About a year ago the FTSE 100 briefly rose above 8,000. Some at the time thought the only way was up. Unfortunately, thanks to geopolitical tensions and rising interest rates, they were wrong.

Why are we reading about these moments now?

The US S&P 500 index reached a record 5,000 points last week, a milestone that sparked major debate over its next steps.

At the end of last year, the average forecast for the S&P 500 in 2024 was 5068, but this target is likely to be exceeded.

Turning point: When an index reaches a new level, there is a flood of commentary about what lies ahead

Optimism rose in late 2023 as the S&P 500 rebounded 20 percent from its October low on hopes that slowing inflation would lead to three rate cuts in 2024.

Why so much fuss about the S&P?

The Dow Jones is perhaps the best-known American index, but only covers the 30 most traded stocks. The S&P 500 is seen as a better guide to sentiment as its components represent approximately 80% of the market’s total value. This index was launched in 1923. Initially it had only 233 stocks, but it was expanded to 500 in 1957. On February 2, 1998, it reached its first milestone of 1,000.

US stock markets really matter because US stocks represent about 64% of the total value of all stock markets, up from 20% in 2010.

What is the focus of the debate?

Whether the 5,000 level is a signal to start buying, or to be wary. At the center of these discussions are the prospects for the Magnificent Seven stocks that delivered about 26 percent of the S&P 500’s total returns in 2023, thanks to excitement about artificial intelligence.

The Magnificent Seven are Alphabet (the Google group), Amazon, Apple, Meta (owner of Instagram and Facebook), Microsoft, chip maker Nvidia and Tesla. The shares of the first six could rise further according to the forecasts. But there are concerns that Tesla may be overvalued. Shares have fallen 23 percent since January 1.

Are there reasons to be cheerful?

Yes, the Magnificent Seven’s performance has overshadowed the other stocks in the S&P 500, which have largely moved sideways. Interest rate cuts – which could start in May – could provide a boost.
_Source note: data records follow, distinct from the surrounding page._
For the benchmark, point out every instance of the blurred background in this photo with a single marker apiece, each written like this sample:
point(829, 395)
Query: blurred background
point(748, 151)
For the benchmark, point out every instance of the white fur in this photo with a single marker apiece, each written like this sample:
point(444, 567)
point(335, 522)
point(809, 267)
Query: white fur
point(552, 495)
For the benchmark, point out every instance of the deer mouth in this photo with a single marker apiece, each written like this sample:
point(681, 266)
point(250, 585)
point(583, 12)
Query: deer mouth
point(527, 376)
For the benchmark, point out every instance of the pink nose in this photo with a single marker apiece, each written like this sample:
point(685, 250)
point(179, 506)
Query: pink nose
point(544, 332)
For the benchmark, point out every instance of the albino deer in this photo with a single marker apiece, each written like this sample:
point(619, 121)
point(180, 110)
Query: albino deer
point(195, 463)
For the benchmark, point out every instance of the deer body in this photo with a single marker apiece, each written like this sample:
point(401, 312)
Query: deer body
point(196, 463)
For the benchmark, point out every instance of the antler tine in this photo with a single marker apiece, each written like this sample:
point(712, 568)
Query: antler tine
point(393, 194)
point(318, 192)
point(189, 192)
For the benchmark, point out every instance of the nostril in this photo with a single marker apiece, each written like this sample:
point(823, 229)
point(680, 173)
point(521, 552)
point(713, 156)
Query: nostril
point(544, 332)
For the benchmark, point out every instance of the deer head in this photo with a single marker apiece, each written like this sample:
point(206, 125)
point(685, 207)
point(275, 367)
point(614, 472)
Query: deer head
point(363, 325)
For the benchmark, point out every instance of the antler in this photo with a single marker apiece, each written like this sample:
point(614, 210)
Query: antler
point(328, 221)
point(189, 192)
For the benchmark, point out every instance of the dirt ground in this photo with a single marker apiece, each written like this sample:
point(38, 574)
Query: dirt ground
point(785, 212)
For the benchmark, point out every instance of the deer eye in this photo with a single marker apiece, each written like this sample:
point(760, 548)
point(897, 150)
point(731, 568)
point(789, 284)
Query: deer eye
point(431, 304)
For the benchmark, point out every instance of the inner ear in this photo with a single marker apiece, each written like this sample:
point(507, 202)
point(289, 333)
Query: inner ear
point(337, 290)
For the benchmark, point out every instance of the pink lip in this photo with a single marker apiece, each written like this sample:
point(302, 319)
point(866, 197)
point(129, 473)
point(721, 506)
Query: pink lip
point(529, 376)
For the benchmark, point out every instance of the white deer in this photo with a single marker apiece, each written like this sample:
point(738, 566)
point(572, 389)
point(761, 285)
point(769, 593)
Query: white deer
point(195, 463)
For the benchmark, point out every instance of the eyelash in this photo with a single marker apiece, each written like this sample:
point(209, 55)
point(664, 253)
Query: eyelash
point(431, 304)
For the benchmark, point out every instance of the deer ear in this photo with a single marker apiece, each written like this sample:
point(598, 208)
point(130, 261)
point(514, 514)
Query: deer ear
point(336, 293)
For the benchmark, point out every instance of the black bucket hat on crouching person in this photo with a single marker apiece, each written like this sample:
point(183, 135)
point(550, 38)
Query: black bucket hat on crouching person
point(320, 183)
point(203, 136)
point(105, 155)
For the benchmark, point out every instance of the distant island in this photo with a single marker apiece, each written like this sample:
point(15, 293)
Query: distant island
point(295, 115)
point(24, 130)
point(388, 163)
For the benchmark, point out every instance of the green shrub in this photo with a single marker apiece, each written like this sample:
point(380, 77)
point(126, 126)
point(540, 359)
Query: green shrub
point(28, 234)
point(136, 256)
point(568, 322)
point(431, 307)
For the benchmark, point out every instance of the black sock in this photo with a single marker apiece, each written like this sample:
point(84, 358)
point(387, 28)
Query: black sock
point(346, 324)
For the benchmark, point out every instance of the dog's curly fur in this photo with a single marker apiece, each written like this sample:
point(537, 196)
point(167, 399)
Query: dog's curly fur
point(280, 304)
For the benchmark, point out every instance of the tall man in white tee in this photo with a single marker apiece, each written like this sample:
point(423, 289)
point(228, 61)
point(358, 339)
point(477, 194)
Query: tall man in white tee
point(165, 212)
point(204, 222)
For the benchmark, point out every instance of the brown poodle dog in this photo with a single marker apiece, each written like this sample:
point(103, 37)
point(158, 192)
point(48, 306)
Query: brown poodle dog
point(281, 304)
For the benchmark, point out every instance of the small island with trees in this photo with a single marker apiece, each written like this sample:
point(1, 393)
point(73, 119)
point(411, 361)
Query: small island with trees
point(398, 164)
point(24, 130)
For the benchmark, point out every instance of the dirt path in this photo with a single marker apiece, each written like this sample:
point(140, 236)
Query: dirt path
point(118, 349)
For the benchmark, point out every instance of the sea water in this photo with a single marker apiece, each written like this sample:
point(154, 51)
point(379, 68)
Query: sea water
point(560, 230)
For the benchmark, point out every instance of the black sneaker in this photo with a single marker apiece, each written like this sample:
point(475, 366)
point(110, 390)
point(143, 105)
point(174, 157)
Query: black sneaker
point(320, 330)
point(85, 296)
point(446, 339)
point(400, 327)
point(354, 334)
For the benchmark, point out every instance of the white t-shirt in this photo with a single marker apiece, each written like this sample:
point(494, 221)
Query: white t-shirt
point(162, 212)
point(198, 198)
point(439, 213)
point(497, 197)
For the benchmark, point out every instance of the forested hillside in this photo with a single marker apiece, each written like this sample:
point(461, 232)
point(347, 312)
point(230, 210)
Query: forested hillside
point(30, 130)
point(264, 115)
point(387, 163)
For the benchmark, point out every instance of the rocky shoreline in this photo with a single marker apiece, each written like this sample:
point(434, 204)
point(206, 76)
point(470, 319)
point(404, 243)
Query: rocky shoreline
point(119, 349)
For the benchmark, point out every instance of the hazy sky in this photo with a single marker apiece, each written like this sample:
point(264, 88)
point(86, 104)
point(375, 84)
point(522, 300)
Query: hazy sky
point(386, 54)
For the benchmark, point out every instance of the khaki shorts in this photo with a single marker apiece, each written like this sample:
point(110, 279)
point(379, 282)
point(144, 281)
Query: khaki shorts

The downward movement of the VIX ‘fear’ index – which measures volatility and is seen as a guide to market sentiment – ​​suggests traders are relatively optimistic about the outlook.

Could the FTSE 100 deliver a milestone moment this year?

In 2023, the price rose by only 3 percent. As a result, UK shares are considered cheap, in light of dividend payments and earnings forecasts. But anyone who supports Britain must recognize the global fixation on US markets.